US-born composer James May will have his prize-winning work performed at Cork International Choral Festival, writes.
It’s a long way from Pittsburgh to Cork – though perhaps not quite as far as you might think. So believes avant-garde American composer James May, of the opinion that his home town and his adopted base in Ireland have a shared tradition of music eclecticism.
“I’ve thought about this a lot,” says May. “I’ve also spent time in Louisville, Kentucky and I see a lot of parallels between all three. The strongest parallel is that, within the contexts of their state or country, these cities are midsize.
“They are large enough to be self-sustaining. But not quite large-enough to feel that everything is always going on. As a result the things that are going on are built by local people and supported by local people — almost as a grass roots mentality to making art.”
May has embraced Cork’s DIY tradition since coming to study at UCC under a prestigious George Mitchell Scholarship. The fruits of this meeting of sensibilities can be experienced this weekend at St Fin Barre’s Cathedral as he premieres a new experiential piece for Cork International Choral Festival.
Chamber Choir Ireland will perform ‘Street After Street Alike’ — an avant-garde work that challenges assumptions about choral music. It is inspired by the writings of American poet Hilda Dolittle and interrogates spiritual beliefs in a post-industrial era. That sounds like a lot to chew on. Which is precisely the goal of 24-year-old May.
The George Mitchell Scholarship is funding his MA in Experimental Sound Practice at UCC. His Choral Festival project was, for its part, the winner of the 2019 Seán Ó Riada Composition Competition (awarded in honour of the iconic Cork composer).
“The competition is really interesting,” says May, who has grandparents on his mother’s side from Galway and Longford. “They were asking for pieces that thematically engaged with the content of the programme Chamber Choir Ireland was already presenting about spirituality. When we think of a spiritual text or meditative text, we tend to think of nature.
“I was very interested in finding a text that had a similar sense of meditation — but was more about a modern era of industrialisation. The text I wound up choosing was by Hilda Doolittle.

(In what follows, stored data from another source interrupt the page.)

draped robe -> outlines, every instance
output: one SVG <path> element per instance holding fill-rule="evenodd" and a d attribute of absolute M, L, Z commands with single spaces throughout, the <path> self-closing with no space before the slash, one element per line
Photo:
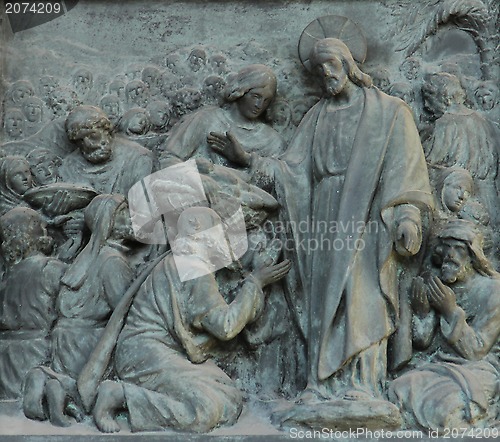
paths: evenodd
<path fill-rule="evenodd" d="M 450 322 L 434 310 L 415 316 L 414 341 L 425 343 L 425 351 L 389 388 L 407 420 L 424 428 L 479 426 L 498 413 L 500 279 L 475 274 L 453 291 Z"/>
<path fill-rule="evenodd" d="M 235 423 L 242 409 L 242 393 L 210 358 L 262 313 L 260 283 L 248 277 L 227 304 L 213 274 L 181 282 L 179 259 L 169 254 L 154 268 L 118 339 L 115 368 L 132 431 L 206 432 Z M 201 259 L 186 265 L 206 270 Z"/>
<path fill-rule="evenodd" d="M 302 287 L 295 312 L 310 380 L 321 381 L 397 327 L 394 229 L 432 207 L 427 167 L 410 109 L 376 88 L 344 108 L 320 100 L 280 160 L 272 173 Z"/>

It’s about navigating [life] in the context of living in a bustling city at the beginning of the 20th century.”
That sounds quite cerebral. But the performance will not be entirely terrifying to those more familiar with conventional choral music. With the human voice there are limits as how far you can push things for a mainstream audience, May believes.
“There are certain sounds we’ve come to expect [from choirs] and which are absolutely stunning. They don’t go as far in pushing the voice in the same way that contemporary music would push what an instrument would do,” he says.
You have to accept that. There is a practicality to composing. You want people to engage with your music. Even though thematically I am coming from an avant-garde place, I think this piece is more accessible in terms of the work I have done.
During his time in the city he has also worked with the Cork Audio Visual Ensemble (C.A.V.E.) – a group interested, as is May, in pushing experimental music to its limits. Cork’s avant-garde music community is not large and so it was to be expected he and the ensemble would cross paths.
“C.A.V.E. is fabulous to have,” he says. “It is a UCC-based ensemble. The masters course I am on is brand new. When we came in in the fall it made sense to our professors for us to be involved with that ensemble. It was the essence of what our course was waiting to explore. C.A.V.E. is wonderful – it presents experimental music in way that is accessible and appreciable.”
He also performs and is assistant conductor with Cork Contemporary Choir, a group he will be competing with in the mixed voices category of the choral festival.
Overall he’s been stunned by the vibrancy of Cork music. “The music scene here has so many things going on and I was shocked to see how successful they were. Then, in the last few months, from attending shows, playing shows, meeting people – it’s not surprising at all. It’s because there is a group of people here invested in making their home town a vibrant place.”